Thank you, Mr. Speaker.

With no consultation, the [Conservative] government has undermined evidence-based decision-making in Canada. For a government that made accountability a key priority, this policy choice is perplexing.

In 2006, this country had more than 32 million inhabitants, but it took just one complaint from Richmond Hill and an additional 25 or 30 complaints from elsewhere in Canada for this government to destroy a crucial element of public policy development in Canada. As a result, a radical policy change was made.

What is not clear is, other than Richmond Hill, did all the other complaints come from one town, one province or across the country? Were they all from Conservative-held ridings in Ontario? I am not aware of any person in my riding of Laval—Les Îles complaining and yet the government took such a drastic decision.

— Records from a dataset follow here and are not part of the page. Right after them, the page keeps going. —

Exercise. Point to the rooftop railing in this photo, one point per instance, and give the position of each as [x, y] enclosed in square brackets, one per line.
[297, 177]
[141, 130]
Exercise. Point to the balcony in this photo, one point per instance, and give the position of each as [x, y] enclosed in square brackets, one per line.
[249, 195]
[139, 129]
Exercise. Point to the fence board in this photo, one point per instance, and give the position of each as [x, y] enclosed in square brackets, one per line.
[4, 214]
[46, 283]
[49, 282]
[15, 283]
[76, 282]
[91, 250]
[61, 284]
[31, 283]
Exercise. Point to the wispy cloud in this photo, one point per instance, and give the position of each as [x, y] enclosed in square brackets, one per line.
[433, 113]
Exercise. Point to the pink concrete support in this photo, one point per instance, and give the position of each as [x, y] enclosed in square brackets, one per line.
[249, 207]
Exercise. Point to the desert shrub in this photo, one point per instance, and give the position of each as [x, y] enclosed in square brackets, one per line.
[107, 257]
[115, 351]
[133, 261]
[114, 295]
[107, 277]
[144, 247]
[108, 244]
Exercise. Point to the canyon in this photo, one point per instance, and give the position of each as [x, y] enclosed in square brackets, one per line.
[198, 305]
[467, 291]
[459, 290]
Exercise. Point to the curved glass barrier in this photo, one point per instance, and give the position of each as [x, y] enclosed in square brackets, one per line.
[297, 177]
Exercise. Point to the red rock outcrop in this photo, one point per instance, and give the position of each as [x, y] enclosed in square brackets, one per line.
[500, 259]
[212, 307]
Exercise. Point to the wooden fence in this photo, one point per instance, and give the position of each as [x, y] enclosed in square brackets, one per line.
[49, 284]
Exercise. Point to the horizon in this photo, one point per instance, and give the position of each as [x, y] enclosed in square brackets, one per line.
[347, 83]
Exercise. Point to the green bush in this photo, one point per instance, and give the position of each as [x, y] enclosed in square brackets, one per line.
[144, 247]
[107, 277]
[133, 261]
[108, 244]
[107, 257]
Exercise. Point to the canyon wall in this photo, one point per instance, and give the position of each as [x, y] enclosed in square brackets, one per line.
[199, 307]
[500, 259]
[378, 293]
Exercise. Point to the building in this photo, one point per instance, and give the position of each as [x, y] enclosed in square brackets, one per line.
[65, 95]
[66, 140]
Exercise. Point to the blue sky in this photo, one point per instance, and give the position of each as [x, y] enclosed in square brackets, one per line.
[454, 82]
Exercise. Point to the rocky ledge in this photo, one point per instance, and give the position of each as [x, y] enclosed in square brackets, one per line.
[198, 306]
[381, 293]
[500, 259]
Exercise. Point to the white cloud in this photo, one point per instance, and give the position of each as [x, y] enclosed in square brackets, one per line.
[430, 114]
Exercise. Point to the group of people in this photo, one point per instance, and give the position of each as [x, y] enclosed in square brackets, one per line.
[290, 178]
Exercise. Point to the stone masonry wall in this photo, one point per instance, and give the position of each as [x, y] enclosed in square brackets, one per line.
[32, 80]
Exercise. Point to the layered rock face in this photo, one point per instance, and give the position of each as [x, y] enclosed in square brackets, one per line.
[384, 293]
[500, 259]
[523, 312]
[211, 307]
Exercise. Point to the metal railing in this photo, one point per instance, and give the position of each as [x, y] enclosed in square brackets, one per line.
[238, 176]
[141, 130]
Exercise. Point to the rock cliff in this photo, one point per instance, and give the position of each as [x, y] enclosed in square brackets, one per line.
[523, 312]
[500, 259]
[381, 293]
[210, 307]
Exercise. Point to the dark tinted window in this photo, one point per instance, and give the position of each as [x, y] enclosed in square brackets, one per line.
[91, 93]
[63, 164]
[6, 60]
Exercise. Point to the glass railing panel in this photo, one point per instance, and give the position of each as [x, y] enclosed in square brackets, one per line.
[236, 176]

The Conservative government has now said that it will spend some $30 million more than what is now being spent for a lower quality, voluntary national household survey. The data will be based on a response rate of a bout 50%. This is a far cry from the previous rate of 94% on the long form.

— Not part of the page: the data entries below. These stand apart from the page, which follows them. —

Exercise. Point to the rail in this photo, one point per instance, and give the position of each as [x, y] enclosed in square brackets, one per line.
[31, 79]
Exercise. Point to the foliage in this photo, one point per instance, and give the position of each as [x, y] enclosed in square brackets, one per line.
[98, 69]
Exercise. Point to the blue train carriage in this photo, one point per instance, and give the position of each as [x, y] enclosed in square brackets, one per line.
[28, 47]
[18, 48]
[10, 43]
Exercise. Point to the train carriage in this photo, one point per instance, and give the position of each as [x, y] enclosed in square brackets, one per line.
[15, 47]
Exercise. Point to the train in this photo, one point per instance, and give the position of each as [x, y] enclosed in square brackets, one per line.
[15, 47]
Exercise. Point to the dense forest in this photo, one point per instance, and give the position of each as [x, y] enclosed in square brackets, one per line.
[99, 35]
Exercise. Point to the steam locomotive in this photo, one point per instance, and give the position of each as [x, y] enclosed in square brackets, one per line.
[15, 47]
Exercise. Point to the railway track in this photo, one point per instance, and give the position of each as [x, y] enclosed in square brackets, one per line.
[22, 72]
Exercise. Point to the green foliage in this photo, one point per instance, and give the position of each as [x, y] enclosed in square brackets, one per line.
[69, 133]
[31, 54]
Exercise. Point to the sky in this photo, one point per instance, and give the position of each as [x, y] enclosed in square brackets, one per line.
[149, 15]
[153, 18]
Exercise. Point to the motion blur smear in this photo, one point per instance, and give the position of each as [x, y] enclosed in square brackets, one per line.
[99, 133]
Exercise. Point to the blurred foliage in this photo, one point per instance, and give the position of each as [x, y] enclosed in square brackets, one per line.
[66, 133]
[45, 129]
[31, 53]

Witnesses who have appeared before the Standing Committee on Human Resources, Skills and Social Development and the Status of Persons with Disabilities have all sent the same message. I am talking about academics, community based researchers, social policy agencies and private companies. Their message was to leave the long form census alone and that abolishing it would hinder the accurate collection of demographic data on which Canada's public policy is based.

How does the government intend to set departmental plans and priorities with data from a voluntary household survey that will be sent to only 30% of households? Response rates could be 1%, 2% or even less since replies would be voluntary. Will this be sufficient information on which to base future policy?

The Minister of Industry must explain to Canadians how his government intends to evaluate such data over time. People who work in this field have indicated that this new method will not be an acceptable research tool.

A motion passed unanimously by the Northwest Territories Legislative Assembly October 29, 2010 also called for the long form's reinstatement. Aboriginal groups and people on fixed incomes have told us that without the mandatory aspect of this process, the form will rarely be filled out.

Surely in a pluralistic and democratic society it is important to listen to the voice of those who have spoken out against the government's decision to scrap the long form.

Will the government now do the right thing and scrap the voluntary household survey and reinstate the long form census?